Quels sont vos cinéastes favoris et/ou ceux qui vous inspirent ?

KMP : J’admire beaucoup de cinéastes, mais mon préféré est Hou Hsiao-Hsien. En préparant Short Vacation, son film Un été chez grand-père m’a été très utile.

SH : J’adore également Hou Hsiao-Hsien. Mais le cinéaste qui m’a le plus inspiré lors de l’écriture du film est Shinji Somai. Je pense que c’est le meilleur réalisateur pour ce qui est de montrer la puberté et des personnages qui grandissent.

Quelle est la dernière fois où vous avez eu le sentiment de découvrir un nouveau talent, quelque chose d’inédit à l’écran ?
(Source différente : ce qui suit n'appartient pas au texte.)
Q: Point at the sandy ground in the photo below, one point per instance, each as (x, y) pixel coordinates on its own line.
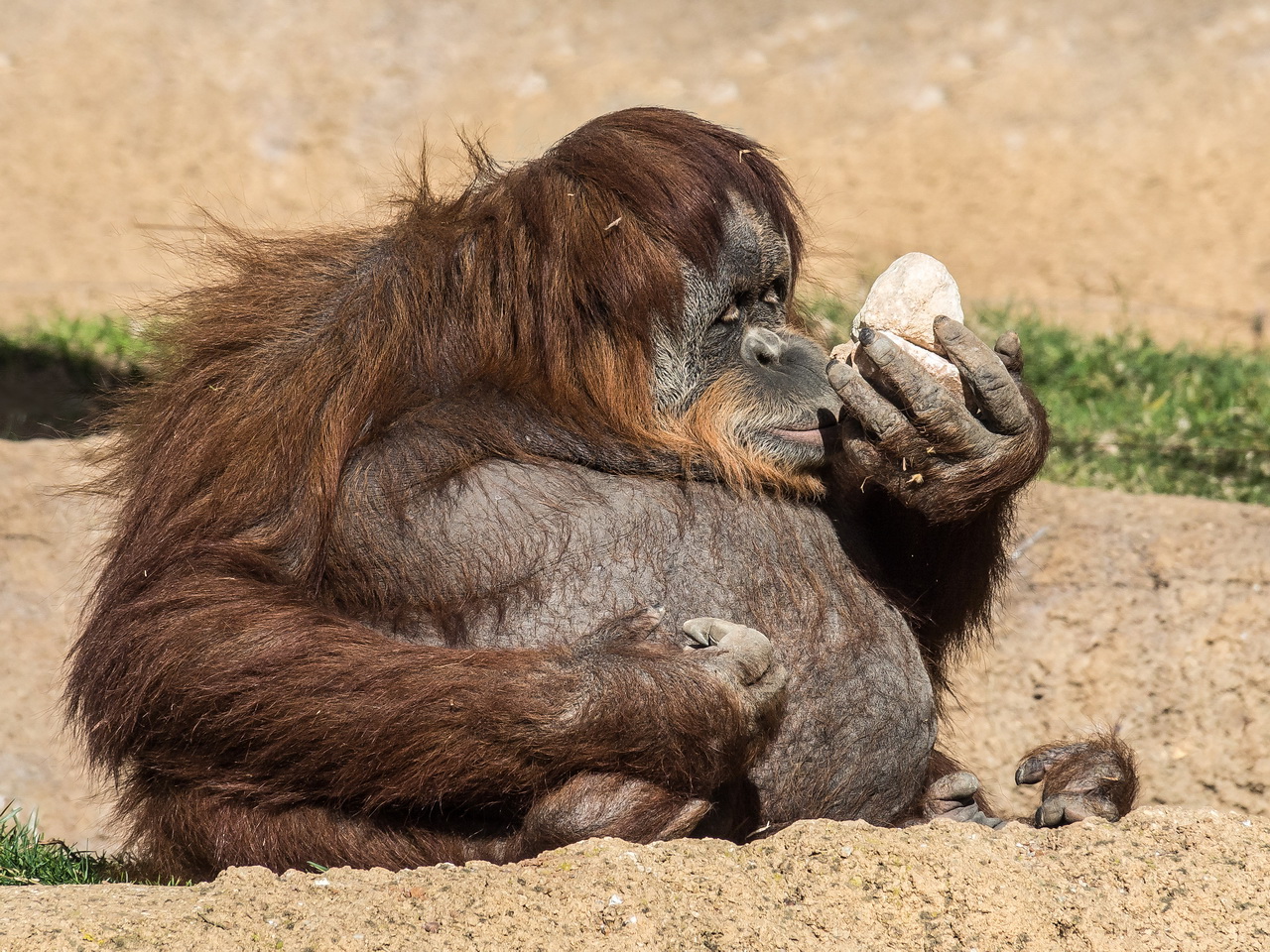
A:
(1103, 166)
(1160, 880)
(1106, 166)
(1146, 611)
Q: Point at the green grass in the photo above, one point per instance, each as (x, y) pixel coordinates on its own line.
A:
(27, 858)
(1125, 413)
(1129, 414)
(84, 343)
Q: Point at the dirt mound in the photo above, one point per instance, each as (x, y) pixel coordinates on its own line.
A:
(1159, 880)
(1106, 166)
(1146, 611)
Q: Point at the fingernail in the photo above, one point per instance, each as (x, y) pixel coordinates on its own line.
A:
(837, 372)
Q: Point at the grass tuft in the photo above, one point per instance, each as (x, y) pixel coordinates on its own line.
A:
(1129, 414)
(27, 858)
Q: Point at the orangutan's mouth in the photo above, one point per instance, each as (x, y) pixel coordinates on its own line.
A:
(812, 435)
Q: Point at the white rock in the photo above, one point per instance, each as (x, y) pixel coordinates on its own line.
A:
(907, 298)
(903, 304)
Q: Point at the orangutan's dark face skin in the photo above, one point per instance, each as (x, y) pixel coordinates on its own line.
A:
(734, 321)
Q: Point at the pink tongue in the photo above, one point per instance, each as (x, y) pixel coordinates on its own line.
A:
(815, 435)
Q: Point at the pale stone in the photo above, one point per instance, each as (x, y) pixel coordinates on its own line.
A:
(907, 298)
(903, 304)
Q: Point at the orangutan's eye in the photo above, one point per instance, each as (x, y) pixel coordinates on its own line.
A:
(729, 315)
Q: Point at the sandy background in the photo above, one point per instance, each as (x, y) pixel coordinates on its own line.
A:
(1106, 166)
(1105, 163)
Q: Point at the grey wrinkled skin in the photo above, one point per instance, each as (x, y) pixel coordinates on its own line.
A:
(540, 553)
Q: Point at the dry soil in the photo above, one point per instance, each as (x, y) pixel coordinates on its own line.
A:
(1105, 163)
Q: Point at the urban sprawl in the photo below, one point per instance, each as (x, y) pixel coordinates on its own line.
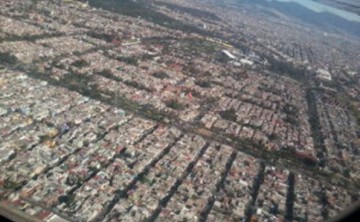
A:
(174, 110)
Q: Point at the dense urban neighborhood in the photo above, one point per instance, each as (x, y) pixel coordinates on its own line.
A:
(174, 110)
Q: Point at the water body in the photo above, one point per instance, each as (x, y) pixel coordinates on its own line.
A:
(318, 7)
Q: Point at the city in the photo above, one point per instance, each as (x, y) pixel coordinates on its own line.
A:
(174, 110)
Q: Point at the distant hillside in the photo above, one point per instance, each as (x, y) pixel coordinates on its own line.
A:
(324, 20)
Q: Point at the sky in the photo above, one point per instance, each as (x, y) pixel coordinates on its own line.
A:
(317, 7)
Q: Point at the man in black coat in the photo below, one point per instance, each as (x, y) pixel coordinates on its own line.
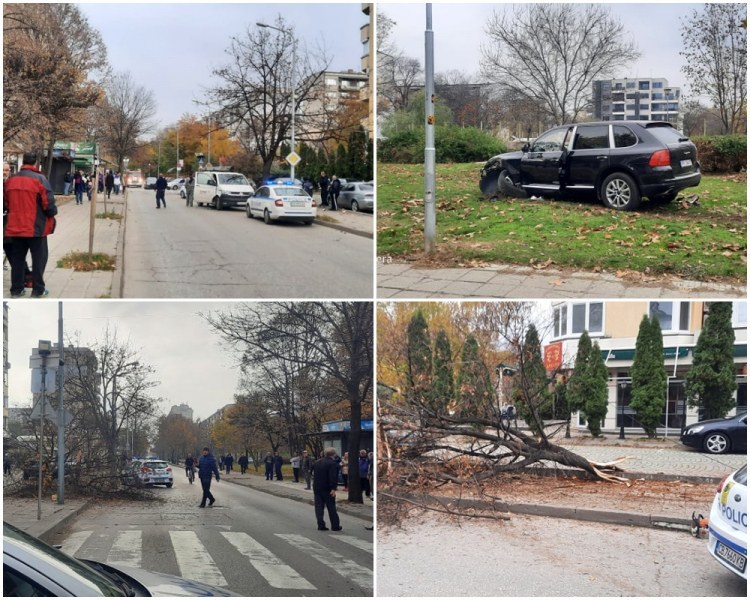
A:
(206, 468)
(325, 481)
(161, 186)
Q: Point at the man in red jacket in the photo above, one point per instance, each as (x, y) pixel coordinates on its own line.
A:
(29, 202)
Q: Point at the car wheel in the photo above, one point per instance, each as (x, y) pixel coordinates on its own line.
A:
(507, 186)
(716, 443)
(620, 192)
(665, 198)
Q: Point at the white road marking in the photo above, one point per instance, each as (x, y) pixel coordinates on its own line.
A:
(127, 549)
(75, 541)
(270, 567)
(193, 559)
(356, 542)
(360, 575)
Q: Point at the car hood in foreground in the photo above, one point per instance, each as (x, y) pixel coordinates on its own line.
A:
(161, 584)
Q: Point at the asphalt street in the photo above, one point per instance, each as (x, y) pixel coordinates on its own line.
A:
(539, 556)
(250, 542)
(199, 252)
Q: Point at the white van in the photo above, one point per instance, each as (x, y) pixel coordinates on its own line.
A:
(222, 189)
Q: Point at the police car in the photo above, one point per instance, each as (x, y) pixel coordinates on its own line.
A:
(282, 200)
(727, 525)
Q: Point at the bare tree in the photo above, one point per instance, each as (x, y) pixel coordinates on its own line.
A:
(255, 90)
(338, 336)
(551, 54)
(126, 113)
(715, 52)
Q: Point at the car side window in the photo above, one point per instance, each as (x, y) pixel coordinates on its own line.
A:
(551, 141)
(624, 137)
(592, 137)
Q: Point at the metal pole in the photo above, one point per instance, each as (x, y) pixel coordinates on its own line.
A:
(429, 151)
(41, 438)
(294, 108)
(60, 413)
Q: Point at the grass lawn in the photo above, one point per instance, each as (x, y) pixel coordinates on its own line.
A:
(702, 241)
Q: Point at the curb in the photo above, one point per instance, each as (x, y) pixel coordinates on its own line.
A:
(345, 229)
(611, 517)
(340, 508)
(63, 522)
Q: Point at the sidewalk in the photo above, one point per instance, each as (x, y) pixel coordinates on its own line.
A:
(402, 280)
(72, 235)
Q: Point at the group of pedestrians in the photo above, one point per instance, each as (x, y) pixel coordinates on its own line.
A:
(329, 191)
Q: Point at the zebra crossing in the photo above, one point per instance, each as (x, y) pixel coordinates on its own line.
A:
(194, 561)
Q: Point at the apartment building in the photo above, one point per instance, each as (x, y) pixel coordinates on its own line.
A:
(636, 99)
(614, 326)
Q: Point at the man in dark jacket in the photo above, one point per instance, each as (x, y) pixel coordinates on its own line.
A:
(206, 468)
(161, 186)
(29, 202)
(325, 480)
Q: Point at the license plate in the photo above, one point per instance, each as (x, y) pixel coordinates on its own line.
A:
(730, 556)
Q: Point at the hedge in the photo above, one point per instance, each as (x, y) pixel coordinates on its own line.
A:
(721, 153)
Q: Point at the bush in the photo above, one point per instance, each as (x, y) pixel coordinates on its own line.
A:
(721, 153)
(453, 144)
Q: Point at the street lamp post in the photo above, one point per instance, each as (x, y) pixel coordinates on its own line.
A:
(293, 80)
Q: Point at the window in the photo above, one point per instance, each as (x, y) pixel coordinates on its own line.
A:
(624, 137)
(672, 316)
(550, 141)
(592, 137)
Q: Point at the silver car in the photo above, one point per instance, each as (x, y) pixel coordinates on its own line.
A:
(33, 568)
(357, 196)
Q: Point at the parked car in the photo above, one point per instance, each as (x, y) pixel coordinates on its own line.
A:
(717, 436)
(174, 184)
(620, 161)
(153, 472)
(357, 196)
(33, 568)
(282, 202)
(727, 524)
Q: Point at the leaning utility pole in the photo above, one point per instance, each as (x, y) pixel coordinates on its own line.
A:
(429, 137)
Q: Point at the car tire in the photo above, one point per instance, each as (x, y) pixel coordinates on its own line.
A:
(716, 443)
(620, 192)
(507, 187)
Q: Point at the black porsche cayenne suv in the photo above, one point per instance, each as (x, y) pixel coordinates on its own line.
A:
(622, 161)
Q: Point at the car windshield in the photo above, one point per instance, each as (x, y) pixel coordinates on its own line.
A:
(288, 190)
(232, 179)
(71, 566)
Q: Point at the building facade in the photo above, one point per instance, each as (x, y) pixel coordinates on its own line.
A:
(639, 99)
(614, 326)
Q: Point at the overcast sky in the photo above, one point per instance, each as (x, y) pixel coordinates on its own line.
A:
(172, 48)
(187, 357)
(459, 31)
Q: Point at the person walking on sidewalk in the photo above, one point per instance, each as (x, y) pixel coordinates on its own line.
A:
(306, 465)
(30, 203)
(161, 186)
(207, 468)
(325, 481)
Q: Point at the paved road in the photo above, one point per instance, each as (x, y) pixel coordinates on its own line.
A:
(538, 556)
(199, 252)
(251, 542)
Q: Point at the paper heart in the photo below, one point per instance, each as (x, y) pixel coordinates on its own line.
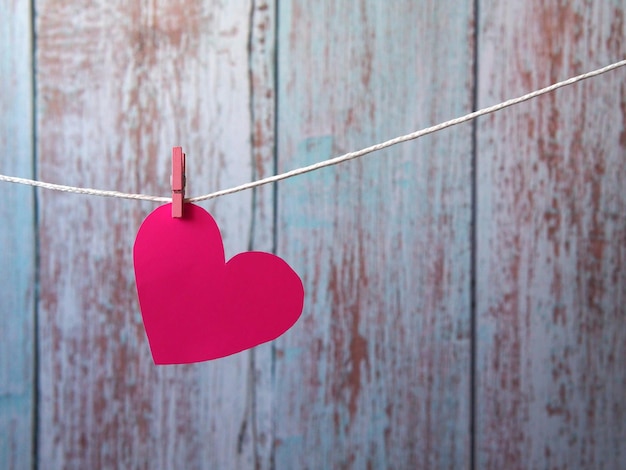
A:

KMP : Récemment, j’ai vu Self-Portrait 2020 de Lee Dong-woo au Festival de Busan, Cela faisait longtemps que je ne m’étais pas assis pour voir un film de 3 heures, en ne me concentrant que sur l’écran. En revenant à l’hôtel ce jour-là, les images et les conversations des sans-abris qu’on voit dans le film sont restées dans ma tête.

SH : Cela me rappelle An Elephant Sitting Still de Hu Bo que j’ai vu au cinéma l’année dernière. Je me souviens avoir été incapable de penser à autre chose que la lumière profonde de ce long métrage pendant les jours suivants.

Entretien réalisé par Nicolas Bardot le 10 novembre 2020.